After an fierce match that was delayed two days by rain, Davenport advances.
KNIGHT RIDDER NEWSPAPERS
WIMBLEDON, England -- Four minutes -- about the time it takes to boil an egg and butter your toast -- and Lindsay Davenport was into the Wimbledon final Friday, overjoyed to have closed out a rain-suspended two-day match quickly and even happier to get almost a full day's rest before her 27th war with Venus Williams on Saturday.
This match is about resurrection for Williams, who has gone 13 Grand Slams since she last won one, at the 2001 U.S. Open.

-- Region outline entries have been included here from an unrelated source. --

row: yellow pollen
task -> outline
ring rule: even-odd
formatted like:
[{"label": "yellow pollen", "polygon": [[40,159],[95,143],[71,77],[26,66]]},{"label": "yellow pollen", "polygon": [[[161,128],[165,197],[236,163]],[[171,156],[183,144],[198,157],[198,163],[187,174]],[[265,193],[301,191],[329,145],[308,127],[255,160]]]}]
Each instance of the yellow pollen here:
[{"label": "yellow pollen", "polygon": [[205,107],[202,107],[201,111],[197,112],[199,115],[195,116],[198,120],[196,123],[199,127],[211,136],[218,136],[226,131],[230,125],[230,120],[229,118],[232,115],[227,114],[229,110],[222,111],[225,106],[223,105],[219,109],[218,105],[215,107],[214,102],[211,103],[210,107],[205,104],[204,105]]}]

For Davenport, who defeated Amelie Mauresmo, 6-7 (5), 7-6 (4), 6-4, to reach her third Wimbledon final, it's about proving to herself that there's a fourth major in her beaten-up, 29-year-old body.
"It's so even," Davenport said of a rivalry that dates to 1997. "I've played her far more than anyone I've played on tour. Yet we've both gone through so many transitions. In the beginning, I was always winning. Then she was always winning. The last few times it's been me."
However, while Davenport has been the victor the past four matches and leads 14-12, Williams has won the three times they've played on grass -- all at Wimbledon, including the 2000 final which produced Williams' first Grand Slam title.
It's the fourth time this decade two Americans have met in the Wimbledon women's final, and though that patriotic thought hasn't been lost on either woman, they know this match isn't about waving the flag.
"I think playing her is very similar to playing me," Williams said. "I'm probably going to get to a few more balls. I have a bigger serve and that kind of thing. But definitely it's somewhat like looking at me across the court."
A growing rivalry
Their relationship seemed strained when Williams was younger and feistier, arguing with chair umpires and going through the controversial bumping incident with the Romanian Irina Spirlea at the U.S. Open.
However, as both women matured, so have their feelings about each other. They don't socialize, but there's an obvious deep respect for each other's tennis.
Williams is a changed personality. She doesn't wear crazy tennis clothes, like her younger sister, Serena, or make brash predictions. She has become a lot more like Davenport, who is outspoken but diplomatic, aggressive in her attitudes but never overbearing.
"Not to disappoint you, but my mind is so far from tomorrow's match. I've had this nervous energy for 24 hours," the top-seeded Davenport told reporters after the semifinal.
"Obviously, I know I play Venus. She obviously must be playing well. But for me right now, it's just more about getting through a really tough draw. I know this is a great opportunity. I'm just excited about it."
Going to the final
It was 5:22 p.m. on the worst afternoon of rain of the fortnight when Mauresmo served up the first ball of the match, more than four hours after the scheduled 1 p.m. start on Centre Court.
The two women labored through nearly three sets before they were rained off at 7:30 with Davenport leading 5-3 in the third. She then waited anxiously for an hour, desperately hoping to get back on court to finish this semifinal, before tournament referee Alan Mills called a halt and sent everyone home.
"It was such a tough 24 hours. I mean, I was here at 10 or 10:30 yesterday warming up. Got on the court around 5:30, got out of here at 9:30. To come back in that situation ... it was brutal," Davenport said.
She had finally gained some momentum in the third set after failing to find any consistency against a player she has dominated for six years.
Then, as she built a 5-3 lead, the clouds darkened and so did Davenport's thoughts. "I was thinking, 'Oh, my gosh, this is not going to happen,' because right then the rain came."
When she reappeared Friday on Court One, where they had been moved Thursday to allow Williams and Maria Sharapova to play concurrently, there was an elastic bandage on her upper leg, leading many to wonder what new injury had she suffered now.
"I'm still healthy, I promise," she joked later. "I've had just a lot of problems with that area of my body. I woke up after playing Kuznetsova [in the quarterfinals] with my legs really tight. This was more a precaution not to pull it or anything.
"I could go run for you," she said, laughing.